Concept:
A binary heap can be constructed from an unsorted array using the bottom-up heap construction method (also known as Floyd’s Heap Construction Algorithm).
Key ideas:
- The array representation of a heap allows efficient parent–child relationships.
- Starting from the last non-leaf node, we apply the {heapify} operation.
- Although heapify can take \(O(\log n)\) time for a single node, most nodes are near the bottom and require much less work.
The total work done across all nodes results in an overall complexity of \(O(n)\).
Step 1: Identify the last non-leaf node.}
For an array of size \(n\), all elements from index \( \lfloor n/2 \rfloor + 1 \) to \(n\) are leaves.

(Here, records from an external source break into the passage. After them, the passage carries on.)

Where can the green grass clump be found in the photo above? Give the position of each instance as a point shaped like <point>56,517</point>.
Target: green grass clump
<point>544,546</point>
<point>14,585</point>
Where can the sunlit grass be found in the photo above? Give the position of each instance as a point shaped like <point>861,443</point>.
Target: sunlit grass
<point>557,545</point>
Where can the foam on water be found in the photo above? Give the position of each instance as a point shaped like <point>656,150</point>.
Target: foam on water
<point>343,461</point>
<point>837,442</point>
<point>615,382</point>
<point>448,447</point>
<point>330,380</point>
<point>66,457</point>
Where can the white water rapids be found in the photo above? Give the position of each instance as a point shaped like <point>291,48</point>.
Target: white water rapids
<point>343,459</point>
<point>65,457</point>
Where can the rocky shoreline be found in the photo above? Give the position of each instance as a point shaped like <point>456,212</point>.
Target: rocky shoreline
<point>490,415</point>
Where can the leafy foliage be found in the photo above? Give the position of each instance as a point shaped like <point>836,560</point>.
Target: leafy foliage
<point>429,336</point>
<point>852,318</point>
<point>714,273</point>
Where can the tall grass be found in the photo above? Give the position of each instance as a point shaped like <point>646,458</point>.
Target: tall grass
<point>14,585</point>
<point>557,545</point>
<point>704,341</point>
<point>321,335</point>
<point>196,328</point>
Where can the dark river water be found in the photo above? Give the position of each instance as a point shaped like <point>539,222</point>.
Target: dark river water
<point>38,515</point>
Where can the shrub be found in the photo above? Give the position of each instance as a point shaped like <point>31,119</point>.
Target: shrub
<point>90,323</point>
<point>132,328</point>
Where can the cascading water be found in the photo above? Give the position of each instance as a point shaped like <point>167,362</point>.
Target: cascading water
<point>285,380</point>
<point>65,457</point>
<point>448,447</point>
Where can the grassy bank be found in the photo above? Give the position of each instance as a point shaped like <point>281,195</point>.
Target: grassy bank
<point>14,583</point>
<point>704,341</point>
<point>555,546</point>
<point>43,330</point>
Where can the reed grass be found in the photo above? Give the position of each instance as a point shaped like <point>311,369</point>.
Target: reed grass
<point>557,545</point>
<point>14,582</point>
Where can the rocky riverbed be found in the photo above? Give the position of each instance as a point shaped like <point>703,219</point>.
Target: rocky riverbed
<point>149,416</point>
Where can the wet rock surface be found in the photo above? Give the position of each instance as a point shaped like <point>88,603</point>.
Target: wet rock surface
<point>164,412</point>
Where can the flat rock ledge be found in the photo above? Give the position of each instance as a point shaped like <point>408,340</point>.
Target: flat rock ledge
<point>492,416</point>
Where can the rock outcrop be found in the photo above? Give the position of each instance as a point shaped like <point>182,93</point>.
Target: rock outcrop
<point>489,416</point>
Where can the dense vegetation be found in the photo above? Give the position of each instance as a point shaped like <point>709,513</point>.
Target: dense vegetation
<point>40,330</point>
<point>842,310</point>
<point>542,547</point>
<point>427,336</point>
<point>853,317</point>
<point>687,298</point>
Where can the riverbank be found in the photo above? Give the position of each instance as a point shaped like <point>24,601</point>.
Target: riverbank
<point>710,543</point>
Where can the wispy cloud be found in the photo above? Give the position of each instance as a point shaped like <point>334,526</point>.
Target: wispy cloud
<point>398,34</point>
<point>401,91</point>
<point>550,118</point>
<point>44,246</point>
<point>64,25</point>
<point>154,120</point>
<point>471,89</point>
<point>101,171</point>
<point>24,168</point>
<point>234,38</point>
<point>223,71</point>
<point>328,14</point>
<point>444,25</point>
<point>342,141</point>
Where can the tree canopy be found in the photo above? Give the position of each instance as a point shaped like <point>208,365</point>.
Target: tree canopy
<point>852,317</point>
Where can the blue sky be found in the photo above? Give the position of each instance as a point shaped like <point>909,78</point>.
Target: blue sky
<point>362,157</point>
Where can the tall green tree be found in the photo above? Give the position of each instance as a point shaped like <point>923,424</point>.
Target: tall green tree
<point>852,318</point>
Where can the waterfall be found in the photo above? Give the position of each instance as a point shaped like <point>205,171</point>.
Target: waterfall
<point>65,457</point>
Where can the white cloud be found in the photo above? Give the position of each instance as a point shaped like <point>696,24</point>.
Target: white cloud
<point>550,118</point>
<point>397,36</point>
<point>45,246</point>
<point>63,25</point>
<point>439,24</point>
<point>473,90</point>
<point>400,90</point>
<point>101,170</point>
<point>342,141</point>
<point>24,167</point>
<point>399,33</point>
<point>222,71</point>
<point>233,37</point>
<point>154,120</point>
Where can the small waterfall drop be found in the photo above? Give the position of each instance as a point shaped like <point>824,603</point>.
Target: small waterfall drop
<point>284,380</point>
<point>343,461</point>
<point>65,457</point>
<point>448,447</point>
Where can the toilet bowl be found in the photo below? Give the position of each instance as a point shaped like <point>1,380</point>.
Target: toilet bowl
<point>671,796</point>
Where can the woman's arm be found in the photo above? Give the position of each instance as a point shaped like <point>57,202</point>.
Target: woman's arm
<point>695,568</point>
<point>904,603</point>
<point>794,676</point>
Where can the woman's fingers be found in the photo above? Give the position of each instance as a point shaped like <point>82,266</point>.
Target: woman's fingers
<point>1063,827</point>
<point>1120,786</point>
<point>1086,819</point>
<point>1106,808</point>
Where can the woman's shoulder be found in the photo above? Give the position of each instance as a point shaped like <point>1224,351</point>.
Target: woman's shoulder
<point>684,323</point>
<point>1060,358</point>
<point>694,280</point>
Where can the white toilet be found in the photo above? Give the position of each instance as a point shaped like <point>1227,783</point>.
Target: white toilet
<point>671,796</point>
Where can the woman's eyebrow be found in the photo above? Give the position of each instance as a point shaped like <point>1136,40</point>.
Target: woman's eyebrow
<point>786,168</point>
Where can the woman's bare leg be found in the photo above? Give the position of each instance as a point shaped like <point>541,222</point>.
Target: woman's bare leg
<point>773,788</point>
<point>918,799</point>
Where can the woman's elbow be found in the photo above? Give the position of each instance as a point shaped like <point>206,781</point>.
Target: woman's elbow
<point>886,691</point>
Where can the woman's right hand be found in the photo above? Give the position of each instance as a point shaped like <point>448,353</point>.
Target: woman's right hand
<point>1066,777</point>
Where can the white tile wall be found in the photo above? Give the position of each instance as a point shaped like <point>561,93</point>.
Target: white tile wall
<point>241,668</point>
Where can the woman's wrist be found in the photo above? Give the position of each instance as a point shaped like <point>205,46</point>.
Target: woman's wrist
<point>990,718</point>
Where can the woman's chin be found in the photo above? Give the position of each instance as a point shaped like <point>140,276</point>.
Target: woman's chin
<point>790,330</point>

So heap construction begins from node \( \lfloor n/2 \rfloor \) and moves upward to the root.
\[
i = \left\lfloor \frac{n}{2} \right\rfloor, \left\lfloor \frac{n}{2} \right\rfloor - 1, \ldots, 1
\]
Step 2: Apply heapify to each node.}
Each node is heapified to maintain the heap property (max-heap or min-heap).
Heapify takes at most \(O(h)\) time, where \(h\) is the height of the node.
Nodes closer to the leaves have smaller heights and therefore require less work.
Step 3: Compute the total complexity.}
The total cost is the sum of heapify costs at each level of the tree:
\[
T(n) = \sum_{h=0}^{\log n} \frac{n}{2^{h+1}} \cdot O(h)
\]
Evaluating this summation gives:
\[
T(n) = O(n)
\]
Thus, building a heap from an unsorted array runs in linear time.